Healthcare insurers conduct ethnographic research and test prototypes to provide more personalised experiences
“Our work focused on a number of areas, including ethnographic research, following members home to understand how they managed their healthcare, how they made plan selections, how they budget and claim for health finance expenses,” says Chris Nicholson, Humana‘s director, integrated customer experience. The goal, he adds, was “to provide members with the relevant information that they need to make those decisions.”
During 2004, the carrier focused on determining which communication vehicles would best serve that goal, guided by four principles, according to Nicholson. The first principle, consolidation, focused on inventorying existing communications, such as periodic mass mailings, in order to concentrate them into one vehicle, he explains.
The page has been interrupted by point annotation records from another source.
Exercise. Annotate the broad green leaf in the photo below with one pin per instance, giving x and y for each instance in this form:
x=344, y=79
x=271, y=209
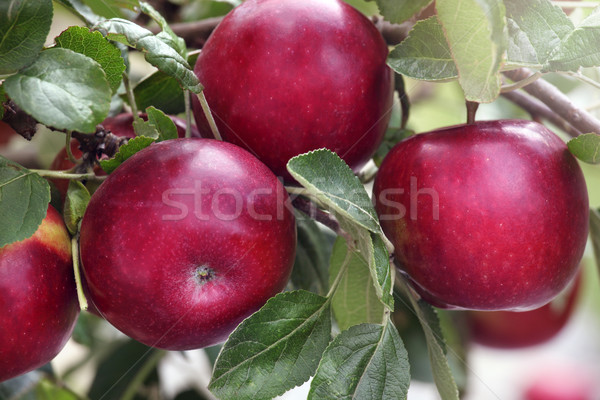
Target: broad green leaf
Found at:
x=355, y=301
x=80, y=9
x=164, y=125
x=275, y=349
x=424, y=54
x=156, y=52
x=63, y=90
x=24, y=25
x=333, y=183
x=475, y=31
x=586, y=147
x=125, y=151
x=397, y=11
x=595, y=234
x=579, y=48
x=166, y=35
x=312, y=257
x=365, y=362
x=436, y=346
x=161, y=91
x=94, y=45
x=76, y=202
x=24, y=198
x=536, y=28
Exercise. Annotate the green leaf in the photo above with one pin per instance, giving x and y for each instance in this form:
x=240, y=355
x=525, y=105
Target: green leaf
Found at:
x=156, y=52
x=161, y=91
x=355, y=300
x=63, y=90
x=162, y=123
x=94, y=45
x=312, y=257
x=536, y=28
x=125, y=151
x=579, y=48
x=332, y=182
x=364, y=362
x=436, y=346
x=275, y=349
x=24, y=25
x=475, y=31
x=76, y=202
x=586, y=147
x=424, y=54
x=397, y=11
x=166, y=35
x=595, y=234
x=24, y=198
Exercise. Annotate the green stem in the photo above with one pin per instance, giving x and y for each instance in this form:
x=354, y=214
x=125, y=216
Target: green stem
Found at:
x=130, y=95
x=83, y=305
x=188, y=114
x=46, y=173
x=522, y=83
x=209, y=117
x=142, y=374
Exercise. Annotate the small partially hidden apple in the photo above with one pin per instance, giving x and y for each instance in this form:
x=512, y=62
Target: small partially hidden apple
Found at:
x=177, y=256
x=120, y=125
x=486, y=216
x=38, y=299
x=284, y=77
x=512, y=329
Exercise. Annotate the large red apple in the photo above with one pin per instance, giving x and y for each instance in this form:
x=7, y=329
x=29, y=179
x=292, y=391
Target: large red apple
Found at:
x=38, y=299
x=513, y=329
x=489, y=216
x=120, y=125
x=184, y=240
x=283, y=77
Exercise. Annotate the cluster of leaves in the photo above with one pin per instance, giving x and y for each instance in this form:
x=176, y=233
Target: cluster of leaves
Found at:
x=73, y=85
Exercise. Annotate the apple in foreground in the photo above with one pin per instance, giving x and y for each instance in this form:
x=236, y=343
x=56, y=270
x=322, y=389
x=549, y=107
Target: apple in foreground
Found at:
x=512, y=330
x=486, y=216
x=184, y=240
x=296, y=76
x=38, y=300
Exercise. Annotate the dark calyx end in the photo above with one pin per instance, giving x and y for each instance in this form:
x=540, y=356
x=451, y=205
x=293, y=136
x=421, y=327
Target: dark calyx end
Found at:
x=203, y=274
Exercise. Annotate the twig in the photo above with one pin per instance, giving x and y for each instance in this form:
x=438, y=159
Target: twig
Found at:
x=537, y=109
x=557, y=101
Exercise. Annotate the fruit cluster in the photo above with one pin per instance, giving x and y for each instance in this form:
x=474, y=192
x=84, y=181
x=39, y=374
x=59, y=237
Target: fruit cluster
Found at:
x=190, y=236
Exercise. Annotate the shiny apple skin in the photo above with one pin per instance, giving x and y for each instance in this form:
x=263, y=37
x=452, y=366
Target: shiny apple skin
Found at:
x=38, y=299
x=513, y=330
x=169, y=210
x=284, y=77
x=512, y=214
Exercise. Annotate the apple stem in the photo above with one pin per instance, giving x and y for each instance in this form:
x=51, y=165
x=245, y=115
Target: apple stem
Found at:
x=472, y=107
x=208, y=114
x=83, y=305
x=188, y=114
The second, personalisation, sought to increase the communications’ relevance and impact by making it specific to the member. The third, distillation, aimed to synthesise the relevant information into language intelligible to the lay-reader. And the fourth, and perhaps most important, according to Nicholson, was actionability — giving members clear direction as to what they needed to do with the information.
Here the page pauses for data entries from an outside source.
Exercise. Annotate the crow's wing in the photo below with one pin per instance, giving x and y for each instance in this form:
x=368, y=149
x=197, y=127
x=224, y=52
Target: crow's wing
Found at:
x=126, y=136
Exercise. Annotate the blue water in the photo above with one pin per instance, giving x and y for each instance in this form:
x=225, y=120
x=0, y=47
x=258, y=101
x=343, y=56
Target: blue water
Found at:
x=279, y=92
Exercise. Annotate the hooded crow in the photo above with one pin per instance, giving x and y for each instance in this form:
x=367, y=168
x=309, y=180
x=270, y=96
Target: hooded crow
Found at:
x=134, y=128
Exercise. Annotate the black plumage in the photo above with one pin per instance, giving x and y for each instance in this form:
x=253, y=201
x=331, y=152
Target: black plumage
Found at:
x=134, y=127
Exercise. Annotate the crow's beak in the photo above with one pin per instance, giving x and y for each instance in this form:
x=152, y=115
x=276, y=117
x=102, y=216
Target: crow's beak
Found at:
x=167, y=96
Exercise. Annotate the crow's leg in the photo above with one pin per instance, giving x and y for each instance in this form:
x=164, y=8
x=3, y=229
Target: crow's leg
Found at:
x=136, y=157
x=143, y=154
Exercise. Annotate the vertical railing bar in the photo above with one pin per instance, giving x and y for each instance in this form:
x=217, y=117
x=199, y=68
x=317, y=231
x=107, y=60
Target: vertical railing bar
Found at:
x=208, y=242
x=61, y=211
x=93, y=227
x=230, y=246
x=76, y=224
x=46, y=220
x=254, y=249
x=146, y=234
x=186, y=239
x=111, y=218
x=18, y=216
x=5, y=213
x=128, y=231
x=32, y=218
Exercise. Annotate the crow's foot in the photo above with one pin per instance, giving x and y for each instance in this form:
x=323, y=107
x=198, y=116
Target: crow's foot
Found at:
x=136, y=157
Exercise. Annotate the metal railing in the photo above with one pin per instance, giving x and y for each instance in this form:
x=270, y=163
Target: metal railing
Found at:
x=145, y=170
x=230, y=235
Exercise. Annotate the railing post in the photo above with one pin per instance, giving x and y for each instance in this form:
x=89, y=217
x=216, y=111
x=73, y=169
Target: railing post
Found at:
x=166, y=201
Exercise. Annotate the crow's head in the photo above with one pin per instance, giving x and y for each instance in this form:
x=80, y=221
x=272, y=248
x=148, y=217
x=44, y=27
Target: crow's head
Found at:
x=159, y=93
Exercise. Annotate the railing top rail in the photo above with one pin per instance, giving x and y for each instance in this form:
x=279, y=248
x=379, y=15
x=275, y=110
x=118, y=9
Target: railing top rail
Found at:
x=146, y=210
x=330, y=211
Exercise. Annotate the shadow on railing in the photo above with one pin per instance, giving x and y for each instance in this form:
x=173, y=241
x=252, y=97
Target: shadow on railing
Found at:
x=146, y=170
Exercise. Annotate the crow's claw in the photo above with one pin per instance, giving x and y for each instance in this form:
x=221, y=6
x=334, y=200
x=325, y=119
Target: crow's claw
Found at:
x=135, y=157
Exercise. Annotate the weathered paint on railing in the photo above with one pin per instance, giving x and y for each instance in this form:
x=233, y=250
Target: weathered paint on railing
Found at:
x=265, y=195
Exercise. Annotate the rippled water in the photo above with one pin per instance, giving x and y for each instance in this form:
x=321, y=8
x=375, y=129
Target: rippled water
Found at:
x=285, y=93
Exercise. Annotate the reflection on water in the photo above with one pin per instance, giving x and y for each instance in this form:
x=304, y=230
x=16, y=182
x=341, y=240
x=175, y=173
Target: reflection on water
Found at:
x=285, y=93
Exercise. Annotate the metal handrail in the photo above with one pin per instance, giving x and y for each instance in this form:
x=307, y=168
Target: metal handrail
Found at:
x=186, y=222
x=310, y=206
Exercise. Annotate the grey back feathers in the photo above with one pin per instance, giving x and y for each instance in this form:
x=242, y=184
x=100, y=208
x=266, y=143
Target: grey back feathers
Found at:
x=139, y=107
As Humana put prototypes before focus groups toward the end of 2004 through early 2005, it set about seeking the means to deliver the final product. “We realised we didn’t have tools to provide the kind of personalised communications that our members were asking for,” Nicholson recalls. The carrier evaluated about a dozen vendor solutions, as well as two tools already in-house, he relates. “We were trying to get a good assessment in terms of cost, flexibility, scalability and integration with our print systems and [data] outputs,” Nicholson says. “We were looking for a broad solution that not only fit in the print space but also the Web.”